Literature Isn't Random
I think that one must consider at least a few road blocks when thinking about the evolution of literature. Stories or genres or whatever evolve as people change them. But the fact that literature is a creation of humans means that we must, even if it is just a little, put some thought into the process of changing it. If you take the evolution of a single work, such as "Howard's End" evolving into "On Beauty" as we're doing in class, the later is a product of human thought. Smith molded her book into the story that she saw worked the best. She provided the motive for the literature transformation. Biological evolution, however, is not supposed to have a motive. It is random. Although the transformation of the stories may seem random because there is a lot of diversity to choose between, it can't truly be random because a person selects for it.
I was thinking about this example: an author changing a story to make it uniquely his own by removing all punctuation and grammar. Thus, the story evolves into a grammarless one because the author wanted it that way. Maybe he thought it sounded better or was more creative. It doesn't matter. It just matters that he changed it.
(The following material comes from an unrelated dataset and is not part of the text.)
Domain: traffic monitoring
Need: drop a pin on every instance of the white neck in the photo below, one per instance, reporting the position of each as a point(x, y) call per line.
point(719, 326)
He took the original story and changed it to how he saw fit. Now let's apply the same thinking to biological evolution. I could take an original four-legged mammal and decide that I would like them to only be three-legged because they look cooler. If all the subsequent mammals are three-legged because I said so, does that mean they evolved? I don't think so. Biological evolution is lacking that third-person intervening that literary evolution has.
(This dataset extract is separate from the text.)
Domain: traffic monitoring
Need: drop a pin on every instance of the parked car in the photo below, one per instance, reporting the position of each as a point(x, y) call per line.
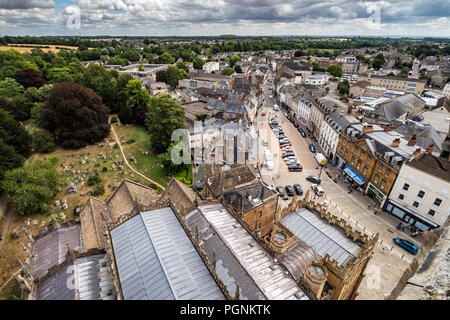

Wouldn't literary evolution more closely related to biological evolution if the literary change was random? Like if we took the original story and put it into a random word mixer and it spit out a new story with the words rearranged randomly? Then the stories produced would either make no sense at all and be thrown out (like deleterious mutations or evolutionary dead-ends) or highly unlikely- make a new story where the words made absolute sense (like a more successful new species).
This thinking just makes more sense to me. I hope in the upcoming weeks, I will come to understand just how closely the two are and to evolve my thinking to be able to look at these topics in different perspectives.